Ordem política deixa de preocupar rebeldes

A próxima geração de rebeldes africanos deverá ser motivada por questões mais mundanas e se preocupar menos com a ordem política. A afirmação é do cientista po­­lítico William Reno, professor da Northwestern University, em Chicago, no estado de Illinois.

Para o escritor Chinedu Oka­­for, da Nigéria, a maioria das rebeliões da África nasce da ganância. "Mui­­tos presidentes que surgiram de movimentos rebeldes pa­­ra lutar contra a corrupção acabaram se tornando mais corruptos do que as pessoas que eles destituíram do po­­­der", diz. "Veja Paul Biya, de Ca­­­ma­­rões, [Abdoulaye] Wade, do Sene­­gal, [Blaise] Cam­­paoré, de Burkina Faso, [Laurent-Désiré] Kabila, do Congo, e o restante deles."

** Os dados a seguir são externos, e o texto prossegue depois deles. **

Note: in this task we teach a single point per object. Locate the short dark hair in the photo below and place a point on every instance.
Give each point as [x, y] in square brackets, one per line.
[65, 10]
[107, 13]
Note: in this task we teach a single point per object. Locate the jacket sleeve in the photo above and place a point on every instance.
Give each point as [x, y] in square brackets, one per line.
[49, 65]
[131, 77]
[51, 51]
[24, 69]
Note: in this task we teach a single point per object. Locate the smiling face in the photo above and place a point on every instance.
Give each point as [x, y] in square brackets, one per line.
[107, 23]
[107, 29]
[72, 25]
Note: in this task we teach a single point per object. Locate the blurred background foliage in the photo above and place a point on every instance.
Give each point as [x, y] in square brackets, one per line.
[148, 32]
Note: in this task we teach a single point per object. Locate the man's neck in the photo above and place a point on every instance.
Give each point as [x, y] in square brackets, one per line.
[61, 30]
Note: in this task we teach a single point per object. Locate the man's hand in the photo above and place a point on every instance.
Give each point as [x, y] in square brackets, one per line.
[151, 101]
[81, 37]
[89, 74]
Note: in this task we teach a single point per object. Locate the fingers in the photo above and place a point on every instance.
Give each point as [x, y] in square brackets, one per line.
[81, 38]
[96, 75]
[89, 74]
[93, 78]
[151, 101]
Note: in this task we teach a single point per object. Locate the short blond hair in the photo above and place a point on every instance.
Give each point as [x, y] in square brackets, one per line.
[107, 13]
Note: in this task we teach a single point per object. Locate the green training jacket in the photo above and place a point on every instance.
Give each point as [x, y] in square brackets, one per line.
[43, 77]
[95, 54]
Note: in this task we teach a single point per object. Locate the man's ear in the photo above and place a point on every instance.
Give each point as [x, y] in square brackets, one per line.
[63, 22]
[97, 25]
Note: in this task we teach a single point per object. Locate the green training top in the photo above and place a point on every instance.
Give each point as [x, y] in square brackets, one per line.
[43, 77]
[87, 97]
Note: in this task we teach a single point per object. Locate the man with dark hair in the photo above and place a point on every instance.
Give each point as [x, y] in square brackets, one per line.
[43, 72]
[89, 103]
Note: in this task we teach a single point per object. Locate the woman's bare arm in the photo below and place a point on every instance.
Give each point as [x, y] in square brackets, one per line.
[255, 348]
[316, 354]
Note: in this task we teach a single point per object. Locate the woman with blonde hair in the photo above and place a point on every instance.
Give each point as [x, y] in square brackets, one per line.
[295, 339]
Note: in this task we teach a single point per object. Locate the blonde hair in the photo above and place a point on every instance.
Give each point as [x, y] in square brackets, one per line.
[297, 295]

Mesmo líderes que são vistos com certa simpatia por parte de al­­guns analistas, como Yoweri Mu­­seveni (Uganda) e Paul Kagame (Ru­­anda), citados por Nicolas Van De Walle, da Universidade de Cor­­nell, em artigo para a revista Fo­­reign Af­­fairs, parecem não resistir a uma análise mais crítica. "[Kaga­­me e Mu­­seveni] po­­dem sugerir in­­sur­­reições reformistas, mas se você os analisar de ân­­­­gulos diferentes, verá ainda elementos de insatisfação tribal e ga­­nância de­­senfreada", afirma Oka­­for.

Em Burkina Faso, lembra o ni­­­ge­­­­riano, Thomas Sankara e seu primo Blaise Campaoré derrubaram Saye Zerbo em um gol­­pe em 1983. "Qua­­tro anos depois, Cam­­paoré as­­sas­­sinou Sankara e se tornou pre­­si­­dente. Isso não teve nada a ver com intenções reformistas e, sim, com pura fome de po­­der", diz.

Embora tenha argumentos con­­tundentes para censurar o que se passa na África, Okafor é também otimista. "Num futuro próximo, vejo essas rebeliões morrendo naturalmente quando os países africanos aprenderem a administrar suas riquezas e a ex­­tirpar a corrupção de sua política."